CountyChoice = ['Rutherford']
CountyData = pd.read_excel('TNCountyData.xlsx', engine='openpyxl')
CountyData.set_index("COUNTY", inplace=True)
CountyData = CountyData.loc[CountyChoice]
Note: This code calculates seven-day moving averages for NEW_CASES
and NEW_TESTS
. It also calculates a Pct. Positive
figure by dividing the moving seven-day sum of NEW_CASES
by the seven-day moving sum of NEW_TESTS
.
CountyData['New Cases']=CountyData['NEW_CASES']
CountyData['New Tests']=CountyData['NEW_TESTS']

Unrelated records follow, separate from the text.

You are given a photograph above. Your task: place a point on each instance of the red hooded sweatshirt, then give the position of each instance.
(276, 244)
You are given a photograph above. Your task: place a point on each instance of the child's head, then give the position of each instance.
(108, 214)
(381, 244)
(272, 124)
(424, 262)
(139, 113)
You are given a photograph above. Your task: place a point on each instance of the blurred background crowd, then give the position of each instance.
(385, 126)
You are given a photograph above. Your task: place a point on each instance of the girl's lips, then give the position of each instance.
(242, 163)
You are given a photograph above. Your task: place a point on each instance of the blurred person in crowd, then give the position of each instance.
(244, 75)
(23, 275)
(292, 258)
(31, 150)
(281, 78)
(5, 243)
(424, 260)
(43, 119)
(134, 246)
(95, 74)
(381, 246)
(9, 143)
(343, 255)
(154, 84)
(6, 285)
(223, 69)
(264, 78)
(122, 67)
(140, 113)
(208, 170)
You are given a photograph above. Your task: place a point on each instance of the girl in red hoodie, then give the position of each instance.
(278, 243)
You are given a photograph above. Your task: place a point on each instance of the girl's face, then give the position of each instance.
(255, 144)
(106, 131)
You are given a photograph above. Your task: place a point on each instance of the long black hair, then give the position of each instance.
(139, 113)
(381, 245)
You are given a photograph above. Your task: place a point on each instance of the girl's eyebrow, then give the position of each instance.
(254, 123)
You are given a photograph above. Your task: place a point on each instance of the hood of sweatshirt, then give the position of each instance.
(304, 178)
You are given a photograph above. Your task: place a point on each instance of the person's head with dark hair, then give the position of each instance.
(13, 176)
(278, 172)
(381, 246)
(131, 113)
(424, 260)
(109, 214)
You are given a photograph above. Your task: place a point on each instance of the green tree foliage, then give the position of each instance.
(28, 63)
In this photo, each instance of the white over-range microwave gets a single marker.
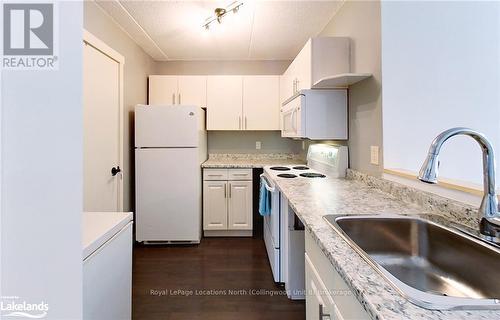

CountyData['MA of New Cases']=CountyData['New Cases'].rolling(7).mean()
CountyData['MA of New Tests']=CountyData['New Tests'].rolling(7).mean()
CountyData['Pct. Positive']=CountyData['New Cases'].rolling(7).sum()/CountyData['New Tests'].rolling(7).sum()
CountyData['Active cases']=CountyData['TOTAL_ACTIVE']
plt.close('all')
Note: The plots that the code below produces will show data for all dates available in the dataset.
The first plot shows the raw count of new cases, plotted by date. It is useful for spotting "record" spikes in daily case counts. To create the plot, delete the #
at the front of the code before running the code.
#CountyData.plot(x='DATE', y='New Cases')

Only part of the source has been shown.